Orquestras e universidades se tornaram ambientes inóspitos para músicos conservadores
A
perseguição e o cancelamento de maestros e músicos conservadores ou
ligado a ideologias de direita também tem sido frequente no ambiente das
sinfônicas e, principalmente, da academia.
Em
2021, por exemplo, o pianista e compositor chinês Bright Sheng acabou
se retirando da Universidade de Michigan, onde lecionava, porque exibiu
para os alunos o filme ‘Otelo’ (1965), baseado na obra de Shakespeare e
que traz o ator Laurence Olivier usando uma maquiagem escurecida para
parecer um mouro – a prática, chamada de blackface, é considerada
altamente racista.
Sheng
queria apenas mostrar as ligações entre a composição musical e as peças
do autor inglês, mas sua proposta chocou o campus. E, mesmo se
desculpando publicamente, o professor foi tão pressionado por estudantes
e outros docentes que preferiu deixar a instituição.
A
lista de ocorrências semelhantes só tem crescido nos EUA, berço da
cultura woke. Emily Skala, flautista principal da Orquestra Sinfônica de
Baltimore, foi demitida porque a administração discordava de seus
pensamentos sobre a epidemia da Covid-19. Taxada de negacionista, ela
ganhou o bilhete azul graças à “politica de disciplina progressiva” do
grupo, que permite encerrar o contrato dos músicos caso desaprove seu
comportamento.
Outro
caso de repercussão nacional envolveu o maestro Dennis Prager, também
conhecido por atuar como radialista e colunista conservador [você pode
conferir textos dele aqui na Gazeta do Povo, clicando neste link].

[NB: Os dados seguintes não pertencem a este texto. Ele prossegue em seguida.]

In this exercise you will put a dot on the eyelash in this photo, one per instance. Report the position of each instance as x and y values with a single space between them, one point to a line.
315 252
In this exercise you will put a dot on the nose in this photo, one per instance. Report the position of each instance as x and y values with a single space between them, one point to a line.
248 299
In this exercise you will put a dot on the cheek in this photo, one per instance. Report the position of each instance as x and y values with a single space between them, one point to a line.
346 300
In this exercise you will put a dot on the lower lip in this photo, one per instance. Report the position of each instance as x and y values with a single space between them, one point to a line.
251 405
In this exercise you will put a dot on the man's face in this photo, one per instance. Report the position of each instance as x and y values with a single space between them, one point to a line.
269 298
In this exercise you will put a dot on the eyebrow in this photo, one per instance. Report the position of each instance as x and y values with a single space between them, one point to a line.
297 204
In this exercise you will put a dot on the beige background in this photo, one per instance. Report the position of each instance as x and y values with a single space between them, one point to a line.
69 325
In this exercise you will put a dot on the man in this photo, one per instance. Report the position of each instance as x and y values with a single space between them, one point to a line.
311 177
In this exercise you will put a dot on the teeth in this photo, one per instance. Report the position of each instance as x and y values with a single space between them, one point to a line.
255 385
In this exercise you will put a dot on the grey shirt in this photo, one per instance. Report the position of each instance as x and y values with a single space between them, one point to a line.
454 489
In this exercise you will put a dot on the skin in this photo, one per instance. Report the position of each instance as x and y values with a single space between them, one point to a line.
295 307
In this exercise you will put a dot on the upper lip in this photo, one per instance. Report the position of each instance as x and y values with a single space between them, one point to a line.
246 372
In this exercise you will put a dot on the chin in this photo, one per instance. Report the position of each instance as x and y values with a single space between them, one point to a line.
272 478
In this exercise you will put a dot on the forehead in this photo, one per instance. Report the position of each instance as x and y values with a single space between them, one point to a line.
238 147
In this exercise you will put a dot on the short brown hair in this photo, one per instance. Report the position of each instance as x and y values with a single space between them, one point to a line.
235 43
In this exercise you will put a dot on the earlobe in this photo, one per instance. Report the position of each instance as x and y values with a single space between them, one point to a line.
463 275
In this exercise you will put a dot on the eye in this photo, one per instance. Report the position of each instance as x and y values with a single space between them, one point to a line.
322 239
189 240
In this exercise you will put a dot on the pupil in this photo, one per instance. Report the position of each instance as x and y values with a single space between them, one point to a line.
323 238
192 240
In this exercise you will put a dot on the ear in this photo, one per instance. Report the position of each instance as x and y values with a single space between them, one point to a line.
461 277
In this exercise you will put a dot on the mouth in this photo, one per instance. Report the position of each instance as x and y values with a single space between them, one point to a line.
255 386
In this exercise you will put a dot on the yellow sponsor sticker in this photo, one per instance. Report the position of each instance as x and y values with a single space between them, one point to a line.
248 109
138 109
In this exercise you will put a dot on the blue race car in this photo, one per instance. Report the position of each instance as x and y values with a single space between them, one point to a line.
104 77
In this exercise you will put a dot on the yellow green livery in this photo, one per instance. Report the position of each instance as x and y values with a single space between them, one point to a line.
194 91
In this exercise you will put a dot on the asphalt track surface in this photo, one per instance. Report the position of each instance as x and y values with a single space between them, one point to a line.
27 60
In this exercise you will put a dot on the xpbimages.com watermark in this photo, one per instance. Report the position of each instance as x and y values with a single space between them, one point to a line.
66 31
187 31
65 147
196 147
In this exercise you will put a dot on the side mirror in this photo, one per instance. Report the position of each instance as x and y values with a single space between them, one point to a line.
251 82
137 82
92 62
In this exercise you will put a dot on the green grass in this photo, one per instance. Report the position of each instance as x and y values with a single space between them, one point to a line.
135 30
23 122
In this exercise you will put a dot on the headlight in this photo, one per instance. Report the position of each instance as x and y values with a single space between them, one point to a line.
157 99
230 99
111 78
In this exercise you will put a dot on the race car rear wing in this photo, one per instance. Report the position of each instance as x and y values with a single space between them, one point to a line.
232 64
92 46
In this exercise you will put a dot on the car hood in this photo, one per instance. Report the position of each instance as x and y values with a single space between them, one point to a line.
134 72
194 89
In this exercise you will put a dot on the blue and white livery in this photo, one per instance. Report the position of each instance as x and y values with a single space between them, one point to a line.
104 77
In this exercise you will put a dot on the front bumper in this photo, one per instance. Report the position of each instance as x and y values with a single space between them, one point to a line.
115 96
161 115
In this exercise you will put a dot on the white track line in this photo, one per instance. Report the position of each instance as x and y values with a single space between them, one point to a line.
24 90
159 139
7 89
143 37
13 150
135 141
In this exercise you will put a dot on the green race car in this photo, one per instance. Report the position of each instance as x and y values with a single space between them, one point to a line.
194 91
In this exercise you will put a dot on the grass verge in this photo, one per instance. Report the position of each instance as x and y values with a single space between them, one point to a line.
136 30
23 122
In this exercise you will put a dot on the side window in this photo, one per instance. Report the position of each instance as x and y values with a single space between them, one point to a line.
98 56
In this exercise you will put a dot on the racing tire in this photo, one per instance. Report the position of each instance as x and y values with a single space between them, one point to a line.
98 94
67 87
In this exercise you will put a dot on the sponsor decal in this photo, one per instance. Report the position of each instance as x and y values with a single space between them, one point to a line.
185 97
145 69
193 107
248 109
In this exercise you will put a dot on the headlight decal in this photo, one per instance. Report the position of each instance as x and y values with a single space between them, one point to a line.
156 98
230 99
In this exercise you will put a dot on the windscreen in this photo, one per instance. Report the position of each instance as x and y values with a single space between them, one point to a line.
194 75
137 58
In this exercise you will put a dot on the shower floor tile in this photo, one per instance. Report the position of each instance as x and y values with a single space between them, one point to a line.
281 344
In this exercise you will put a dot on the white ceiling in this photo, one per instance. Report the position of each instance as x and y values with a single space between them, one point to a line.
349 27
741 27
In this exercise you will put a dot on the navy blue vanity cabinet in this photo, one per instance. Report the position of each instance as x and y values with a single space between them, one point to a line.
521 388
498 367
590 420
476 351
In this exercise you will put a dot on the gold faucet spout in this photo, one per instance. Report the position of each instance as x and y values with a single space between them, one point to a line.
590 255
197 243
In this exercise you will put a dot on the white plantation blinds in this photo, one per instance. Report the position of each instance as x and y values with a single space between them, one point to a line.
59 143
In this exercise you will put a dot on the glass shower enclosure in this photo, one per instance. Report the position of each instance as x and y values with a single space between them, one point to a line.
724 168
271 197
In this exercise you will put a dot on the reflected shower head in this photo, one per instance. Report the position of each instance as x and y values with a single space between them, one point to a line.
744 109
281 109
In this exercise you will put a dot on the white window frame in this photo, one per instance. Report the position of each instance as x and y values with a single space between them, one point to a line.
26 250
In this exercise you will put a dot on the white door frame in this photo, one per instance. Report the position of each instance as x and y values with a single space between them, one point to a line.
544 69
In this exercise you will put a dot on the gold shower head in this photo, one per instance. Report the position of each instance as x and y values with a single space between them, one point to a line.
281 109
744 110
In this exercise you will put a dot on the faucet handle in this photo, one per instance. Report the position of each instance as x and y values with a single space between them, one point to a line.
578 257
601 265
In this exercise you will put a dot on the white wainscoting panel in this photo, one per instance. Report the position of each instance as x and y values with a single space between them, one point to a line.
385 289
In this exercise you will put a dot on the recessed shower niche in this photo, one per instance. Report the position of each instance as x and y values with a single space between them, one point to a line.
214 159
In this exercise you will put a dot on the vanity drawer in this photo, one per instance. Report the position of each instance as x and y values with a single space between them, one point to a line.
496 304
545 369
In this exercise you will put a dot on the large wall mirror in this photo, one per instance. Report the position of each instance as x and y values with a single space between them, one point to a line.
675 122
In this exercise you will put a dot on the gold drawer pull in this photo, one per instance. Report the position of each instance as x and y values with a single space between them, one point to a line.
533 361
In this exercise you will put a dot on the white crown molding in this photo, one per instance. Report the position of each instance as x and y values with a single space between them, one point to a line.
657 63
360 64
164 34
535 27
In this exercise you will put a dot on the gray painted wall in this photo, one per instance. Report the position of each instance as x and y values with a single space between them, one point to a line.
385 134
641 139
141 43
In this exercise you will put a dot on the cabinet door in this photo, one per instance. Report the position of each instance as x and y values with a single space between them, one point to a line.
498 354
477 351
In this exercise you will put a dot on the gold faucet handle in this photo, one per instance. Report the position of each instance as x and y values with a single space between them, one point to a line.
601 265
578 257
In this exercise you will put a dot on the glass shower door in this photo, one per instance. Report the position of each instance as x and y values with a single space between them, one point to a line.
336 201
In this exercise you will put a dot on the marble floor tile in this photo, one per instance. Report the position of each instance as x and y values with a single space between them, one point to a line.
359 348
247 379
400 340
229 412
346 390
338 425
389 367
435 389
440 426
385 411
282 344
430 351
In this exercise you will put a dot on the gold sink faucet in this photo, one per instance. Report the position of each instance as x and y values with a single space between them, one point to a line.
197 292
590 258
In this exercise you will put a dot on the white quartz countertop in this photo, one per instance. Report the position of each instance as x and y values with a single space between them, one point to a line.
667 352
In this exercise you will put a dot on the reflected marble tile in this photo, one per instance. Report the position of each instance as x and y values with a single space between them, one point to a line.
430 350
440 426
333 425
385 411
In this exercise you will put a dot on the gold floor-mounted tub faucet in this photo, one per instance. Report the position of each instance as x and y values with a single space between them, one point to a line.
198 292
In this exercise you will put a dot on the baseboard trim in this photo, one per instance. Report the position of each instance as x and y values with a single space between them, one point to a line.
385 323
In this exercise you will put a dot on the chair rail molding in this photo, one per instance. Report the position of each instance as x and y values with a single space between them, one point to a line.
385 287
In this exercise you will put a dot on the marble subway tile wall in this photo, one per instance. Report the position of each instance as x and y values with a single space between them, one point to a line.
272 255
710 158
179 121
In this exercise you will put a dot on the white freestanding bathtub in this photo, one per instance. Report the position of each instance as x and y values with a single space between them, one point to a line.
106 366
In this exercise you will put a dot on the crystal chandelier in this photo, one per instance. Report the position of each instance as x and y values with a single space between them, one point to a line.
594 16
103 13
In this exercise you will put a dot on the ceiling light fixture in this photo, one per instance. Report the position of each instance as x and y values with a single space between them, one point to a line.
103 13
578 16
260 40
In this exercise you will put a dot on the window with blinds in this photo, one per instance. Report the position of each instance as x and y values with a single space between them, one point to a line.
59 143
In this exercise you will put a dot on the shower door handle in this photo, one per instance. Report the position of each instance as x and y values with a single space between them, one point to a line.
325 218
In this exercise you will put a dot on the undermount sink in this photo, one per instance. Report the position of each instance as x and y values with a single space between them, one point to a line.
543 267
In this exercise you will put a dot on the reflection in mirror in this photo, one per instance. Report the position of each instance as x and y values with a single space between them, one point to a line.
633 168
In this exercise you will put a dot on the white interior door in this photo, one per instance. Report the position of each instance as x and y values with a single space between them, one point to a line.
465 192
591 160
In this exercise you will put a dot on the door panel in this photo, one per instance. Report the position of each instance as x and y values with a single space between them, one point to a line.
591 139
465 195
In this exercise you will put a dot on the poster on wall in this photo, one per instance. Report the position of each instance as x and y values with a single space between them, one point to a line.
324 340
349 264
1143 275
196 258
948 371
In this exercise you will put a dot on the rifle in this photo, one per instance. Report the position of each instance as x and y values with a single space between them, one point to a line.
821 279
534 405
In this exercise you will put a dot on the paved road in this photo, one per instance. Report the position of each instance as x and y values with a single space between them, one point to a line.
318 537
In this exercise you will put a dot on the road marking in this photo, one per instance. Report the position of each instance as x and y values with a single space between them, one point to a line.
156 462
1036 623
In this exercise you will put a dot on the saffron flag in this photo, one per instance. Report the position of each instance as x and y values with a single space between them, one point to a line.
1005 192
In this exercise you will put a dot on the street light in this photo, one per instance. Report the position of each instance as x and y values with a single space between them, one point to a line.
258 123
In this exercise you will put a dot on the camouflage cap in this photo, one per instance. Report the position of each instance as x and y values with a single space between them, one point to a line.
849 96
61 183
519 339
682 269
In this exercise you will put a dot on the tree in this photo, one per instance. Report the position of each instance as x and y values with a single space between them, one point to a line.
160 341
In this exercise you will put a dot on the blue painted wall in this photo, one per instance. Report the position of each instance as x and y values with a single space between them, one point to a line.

Convidado para reger um concerto da Orquestra Sinfônica de Santa Mônica,
na Califórnia, ele foi vítima de uma campanha difamatória por promover
opiniões supostamente preconceituosas e intolerantes. Prager, porém,
conseguiu usar seus canais de comunicação para reverter a situação e
ganhou apoio da sociedade e do meio musical para participar do evento.
No
Brasil, uma situação como as descritas acima teve como protagonista a
pianista Tatiane Costa, de 27 anos. Em 2018, enquanto cursava o
bacharelado em Música na Universidade Estadual Paulista (Unesp), ela
passou por maus bocados quando confessou admirar o então candidato a
presidente Jair Bolsonaro. Foi o suficiente para que alunos e
professores iniciassem uma onda de posts em redes sociais para atacar e
silenciar Tatiane.
“Na
época eu nem sabia direito o que era direita e esquerda. Mas me
incluíram numa lista de músicos neofascistas, criada para envergonhar e
expulsar as pessoas do mercado de trabalho”, afirma a instrumentista.
O
cancelamento acabou empurrando Tatiane definitivamente para o campo
conservador. Hoje ela faz parte da ala jovem do Partido Liberal e até
pensa em se candidatar a vereadora nas próximas eleições, na cidade
paulista de Sorocaba. Para ela, a era do politicamente correto
representa uma ameaça para a continuidade da música erudita – e não
somente devido ao fim da meritocracia e a pressão para que as orquestras
adotem repertórios engajados.
“Essas
pessoas estão dando um tiro no próprio peito, porque a lacração já
começou a afastar o público fiel do gênero, que não quer saber de
engajamento político. Será que elas não veem que, desse jeito, o meio da
música clássica pode um dia acabar?”, diz.